Results indicate that, independent of pH values, spinach vine extract suffered an interference of light in its anthocyanin degradation kinetics with the mean tl;2being greater in samples place in darkness (654.5 + 66.6 h) compared to exposed to light (280 + 60.62 h). In the presence of light, degradation of the anthocyanin pigment increased with increased temperature and had an average half life time of 280 + 60.62 h, 6.88 + 0.76 h and 2.42 + 0.31 h at room temperature (25 + 1°C), 40 and 60°C, respectively. Spinach vine extract was more stable at pH 5.0 and 6.0 than at pH 4.0 both in the presence and absence of light. This characteristic differs from other anthocyanins. This property could facilitate its application as a natural food colorant.
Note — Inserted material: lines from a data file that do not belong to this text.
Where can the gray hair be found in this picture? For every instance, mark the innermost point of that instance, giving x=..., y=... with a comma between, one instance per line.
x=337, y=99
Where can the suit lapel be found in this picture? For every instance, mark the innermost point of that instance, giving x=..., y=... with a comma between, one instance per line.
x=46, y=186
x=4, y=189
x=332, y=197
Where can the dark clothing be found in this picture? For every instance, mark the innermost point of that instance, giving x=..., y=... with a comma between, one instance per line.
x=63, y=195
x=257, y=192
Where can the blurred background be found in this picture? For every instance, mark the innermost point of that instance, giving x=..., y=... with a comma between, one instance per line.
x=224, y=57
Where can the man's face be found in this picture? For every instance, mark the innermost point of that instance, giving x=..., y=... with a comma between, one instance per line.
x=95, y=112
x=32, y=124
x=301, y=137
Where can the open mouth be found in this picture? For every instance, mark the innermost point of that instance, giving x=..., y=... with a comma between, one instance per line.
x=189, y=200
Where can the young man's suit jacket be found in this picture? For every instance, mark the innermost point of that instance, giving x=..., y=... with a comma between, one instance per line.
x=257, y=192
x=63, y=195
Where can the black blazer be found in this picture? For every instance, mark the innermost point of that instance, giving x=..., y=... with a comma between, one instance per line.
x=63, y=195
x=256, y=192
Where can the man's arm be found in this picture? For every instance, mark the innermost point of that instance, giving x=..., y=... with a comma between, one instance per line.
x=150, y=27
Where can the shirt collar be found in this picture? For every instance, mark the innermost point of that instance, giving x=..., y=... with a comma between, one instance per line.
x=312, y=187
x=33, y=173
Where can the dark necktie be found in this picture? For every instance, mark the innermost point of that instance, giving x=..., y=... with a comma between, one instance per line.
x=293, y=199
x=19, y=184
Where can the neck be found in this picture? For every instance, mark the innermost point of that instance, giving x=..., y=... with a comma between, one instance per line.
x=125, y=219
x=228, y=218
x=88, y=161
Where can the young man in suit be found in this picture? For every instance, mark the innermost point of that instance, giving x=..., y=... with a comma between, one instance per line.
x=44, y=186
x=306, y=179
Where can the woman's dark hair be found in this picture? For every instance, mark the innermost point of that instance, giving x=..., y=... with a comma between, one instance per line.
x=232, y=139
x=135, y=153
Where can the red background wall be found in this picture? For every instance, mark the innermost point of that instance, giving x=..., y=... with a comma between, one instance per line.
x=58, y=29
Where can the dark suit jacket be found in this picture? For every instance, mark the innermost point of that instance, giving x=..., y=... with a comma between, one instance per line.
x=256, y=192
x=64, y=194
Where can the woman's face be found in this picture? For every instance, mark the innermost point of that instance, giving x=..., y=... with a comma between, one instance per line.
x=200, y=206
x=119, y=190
According to Chen J. et al., Anthocyanin dye of the acai fruit (E. oleracea) and the dyes from cochineal (D. coccus) and chlorophyll extract from alfalfa (M. sativa) resulted in the best capability for posterior hyaloid and ILM staining in human cadaveric eyes and may be a useful tool for vitreoretinal surgery. Anthocyanins are water-soluble flavonoid pigments that are found in many plants. They have been studied and used for thousands of years and are known to contribute to flower colors across the visible spectrum; the only color yet to be recorded is green. One study identified 43 different types of anthocyanins in four wild forms of garden iris, and concluded, “There was no particular relationship between the type of pigment present, and the flower color,” This suggests that plant colors (and changes) are the result of structural changes the anthocyanins undergo. However, in laboratory conditions, anthocyanins can also act as pH indicators. Indicators change colors because of structural changes the compound undergoes in solutions of differing acidity.

A major function of anthocyanins is to provide color to most flowers and fruits. The colors can help attract pollinating animals to flowers and animals that will help disperse seeds. Anthocyanins have a positive charge on the molecule which enables it to absorb light and thus have color. Anthocyanin pigments are responsible for the red & purple colors of many fruits, vegetables, cereal grains, and flowers. They are water soluble, vacuolar pigments that may appear red, purple, or blue depending on the pH. At pH7, they are purple; at >pH7 they appear greenish yellow; at <pH7 they are color pink. Anthocyanins seem to be tissue-specifically biosynthesized, resulting in formation of a color pattern.